If you plan to create your own PCB layout, make sure that the ground trace of input J1 must be laid out farther away from the main power ground. A 10Ω resistor was added to lift the ground that reduces noise to a negligible level. A voltage divider along with VR1 was added at the input stage to conveniently trim the DC offset voltage to minimum. 

Keen-eyed readers will notice the heading pictures of the prototype model shown above are at Rev1 while the PCB silkscreen parts placement layer is at Rev2, shown below. Changes were made to the voltage amplifier stages to match with the harsh requirements of a stable CFP-based power output stage. If you are interested in building this project and have read the Information and Policies section of this website, the schematic diagram, PCB layout (available by request) and BOM are free, as is, no warranty.

                                                                                  Project 32 Silkscreen Parts Placement Layer of PCB.

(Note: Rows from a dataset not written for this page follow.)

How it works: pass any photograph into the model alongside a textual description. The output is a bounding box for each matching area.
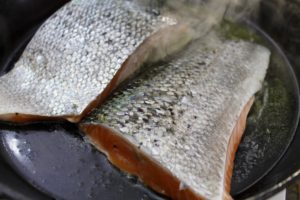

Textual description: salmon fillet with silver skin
[0,0,194,123]
[81,40,270,199]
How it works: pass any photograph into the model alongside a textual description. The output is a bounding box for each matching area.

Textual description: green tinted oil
[219,21,299,194]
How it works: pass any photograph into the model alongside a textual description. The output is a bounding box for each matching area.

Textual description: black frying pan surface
[235,121,300,200]
[230,21,300,196]
[0,152,51,200]
[0,122,164,200]
[0,0,69,75]
[0,1,299,200]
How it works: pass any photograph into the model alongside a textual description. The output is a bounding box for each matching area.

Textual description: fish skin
[84,40,270,199]
[0,0,192,122]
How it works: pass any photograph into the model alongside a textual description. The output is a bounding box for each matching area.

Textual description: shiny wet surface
[0,123,163,200]
[230,21,300,195]
[0,1,300,200]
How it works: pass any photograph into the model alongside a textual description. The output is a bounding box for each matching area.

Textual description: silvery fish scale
[0,0,173,118]
[86,40,270,199]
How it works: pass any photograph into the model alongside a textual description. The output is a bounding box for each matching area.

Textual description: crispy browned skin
[81,98,254,200]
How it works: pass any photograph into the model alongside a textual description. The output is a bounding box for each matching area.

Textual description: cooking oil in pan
[219,21,300,195]
[0,20,298,200]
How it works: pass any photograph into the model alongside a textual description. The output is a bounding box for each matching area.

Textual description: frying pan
[0,0,299,199]
[235,1,300,199]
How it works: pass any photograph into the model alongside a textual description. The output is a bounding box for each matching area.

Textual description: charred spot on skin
[137,107,144,113]
[138,142,143,149]
[105,39,113,44]
[197,61,206,65]
[167,128,175,135]
[179,110,184,115]
[153,139,160,147]
[127,32,132,37]
[167,107,175,116]
[72,103,78,111]
[142,118,149,123]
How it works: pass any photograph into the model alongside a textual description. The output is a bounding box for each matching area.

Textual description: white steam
[135,0,261,39]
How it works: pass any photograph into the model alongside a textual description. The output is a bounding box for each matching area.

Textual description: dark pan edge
[232,20,300,197]
[0,122,80,199]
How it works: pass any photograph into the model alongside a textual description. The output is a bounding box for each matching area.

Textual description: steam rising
[163,0,260,37]
[136,0,261,39]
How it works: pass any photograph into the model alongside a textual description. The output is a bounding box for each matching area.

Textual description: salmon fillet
[0,0,193,123]
[82,40,270,199]
[81,98,253,199]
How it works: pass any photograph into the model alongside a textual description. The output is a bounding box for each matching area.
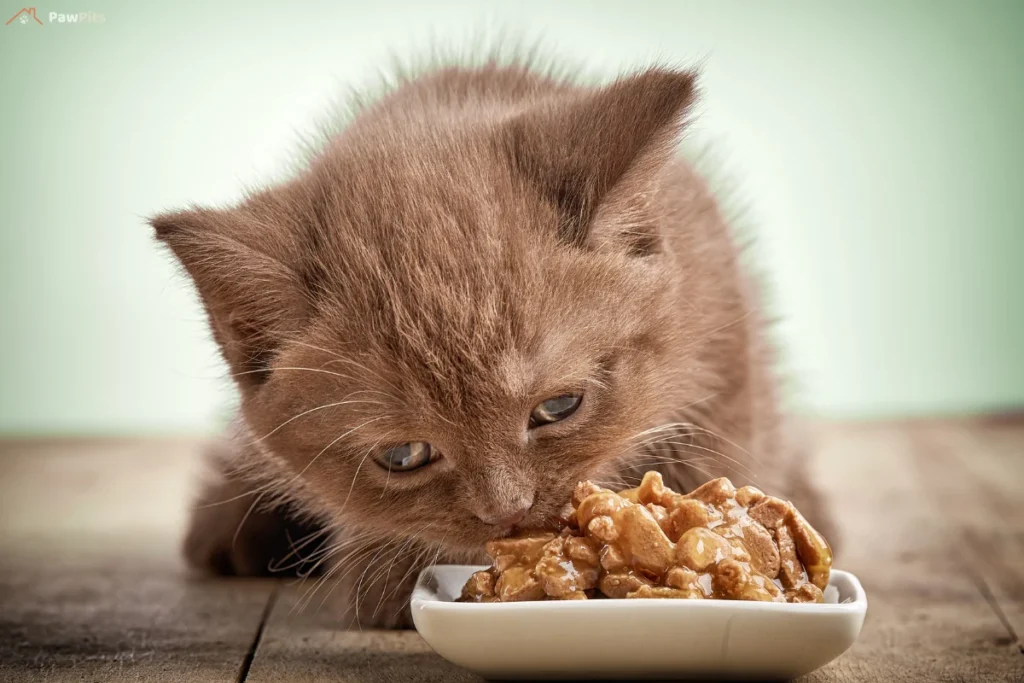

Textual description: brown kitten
[154,57,834,628]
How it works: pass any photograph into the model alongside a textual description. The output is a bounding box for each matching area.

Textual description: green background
[1,0,1022,435]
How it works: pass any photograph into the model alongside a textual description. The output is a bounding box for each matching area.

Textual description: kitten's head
[152,67,699,553]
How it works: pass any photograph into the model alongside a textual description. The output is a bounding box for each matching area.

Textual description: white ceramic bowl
[412,564,867,680]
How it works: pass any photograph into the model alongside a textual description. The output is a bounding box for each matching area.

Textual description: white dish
[412,564,867,680]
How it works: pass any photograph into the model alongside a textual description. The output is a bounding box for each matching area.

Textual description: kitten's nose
[477,496,534,529]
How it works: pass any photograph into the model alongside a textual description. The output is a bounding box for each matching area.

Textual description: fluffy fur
[153,55,832,628]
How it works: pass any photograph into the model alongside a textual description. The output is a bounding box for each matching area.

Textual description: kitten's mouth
[488,522,535,540]
[489,508,570,540]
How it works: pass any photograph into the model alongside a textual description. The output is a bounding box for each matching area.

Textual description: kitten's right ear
[149,206,309,388]
[505,67,698,254]
[149,208,202,242]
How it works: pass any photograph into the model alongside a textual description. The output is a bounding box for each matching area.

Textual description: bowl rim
[412,564,868,614]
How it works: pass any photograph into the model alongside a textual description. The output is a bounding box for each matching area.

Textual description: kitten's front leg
[324,537,442,629]
[182,437,326,577]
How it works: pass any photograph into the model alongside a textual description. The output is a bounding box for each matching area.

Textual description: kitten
[153,57,833,628]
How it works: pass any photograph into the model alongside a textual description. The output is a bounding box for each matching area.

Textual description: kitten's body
[158,59,831,628]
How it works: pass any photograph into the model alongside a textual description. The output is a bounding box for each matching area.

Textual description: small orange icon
[6,7,43,25]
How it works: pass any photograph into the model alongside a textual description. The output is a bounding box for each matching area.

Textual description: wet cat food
[458,472,832,603]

If you’ve decided to build this project, the DC offset voltage and the idle current needs to be adjusted first before going any further. Insert a jumper or shunt at the input of the amplifier. Do not connect any load or loudspeaker at the output of the amplifier. Adjust VR2 to a maximum resistance of 5KΩ; please refer to the schematic diagram where to access VR2 on top of PCB. Prepare 3 DMMs to measure the DC offset voltage at the output of the amplifier, the voltage between all the collectors of the PNP and NPN power output transistors and the current across the F+ fuse terminals. Experienced amp builders have more than 3 DMMs.

If a Variac transformer is available, connect the AC input of the project’s power supply to the output of the Variac transformer. Switch the power to ON and gradually adjust the Variac’s AC output from zero until the voltage output of the power supply reaches ±64VDC while keeping an eye on sudden increase in any DMM readings. If you have observed a sudden increase in any of the DMM readings, switch the power to OFF immediately before any populated component vaporizes and check the PCB for assembly errors. The picture above shows a DC offset voltage at 0.4mV; adjust VR1 to get to this value or less. The voltage across all the collectors of PNP and NPN power output transistors was measured at 10.9mV; adjust VR2 to read from 5mV to 10mV. Readjust VR2 to get the 5mV to 10mV reading after a warm-up period of approximately 10 minutes. The current across the F+ fuse terminals was measured at 141mA, this value is dependent on the adjustment of VR2. If you obtain similar DMM readings, you may proceed with music test! 

If a Variac transformer is unavailable, make sure that the power supply has been properly built and that the output voltage rails have been measured approximately ±64VDC before connecting it to the project. With the power supply at OFF, adjust VR2 for maximum resistance. Switch the power supply to ON; the DMM measuring the voltage across all the collectors of PNP and NPN power output transistors should read less than 1mV. If the DMM reading is more than 1mV and cannot be adjusted by VR2, power OFF immediately and check the PCB for assembly errors. If the DMM reading is less than 1mV wait for about 10 minutes until the bias have stabilized and then carefully adjust the reading from 5mV to 10mV. Adjust VR1 to set the DC offset voltage for minimum or within ±10mV DMM reading at the output of the amplifier, after that, you may proceed with music test! 

The next test procedure is optional, but if an oscilloscope, audio signal generator and 8Ω dummy load are available, the maximum power output before clipping can be measured. Be careful not to touch the heatsink or the dummy load during this test, they will get very hot!

  

The power output was measured using an HP3312A Function Generator set at 1KHz 1.92Vp-p (just before clipping occurs) sine wave output and connected directly to the input of the amplifier under test as well as the CH1 test probe of the oscilloscope. An 8Ω/700Watt dummy load was connected at the output of the amplifier under test as well as the CH2 test probe of the Tektronix TDS520D 500MHz DPO. The project’s prototype model produced 40.6Vrms across the 8Ω/700W dummy load or a power output of about 206W or more than 400W for a 4Ω load, as shown in the TEK hardcopy picture on the right. The oscilloscope’s horizontal scale was adjusted at 200uS to verify for any visible clipping or artifacts on either peak. This project was auditioned with Project 9, the LM1036 tone control project, with very impressive results!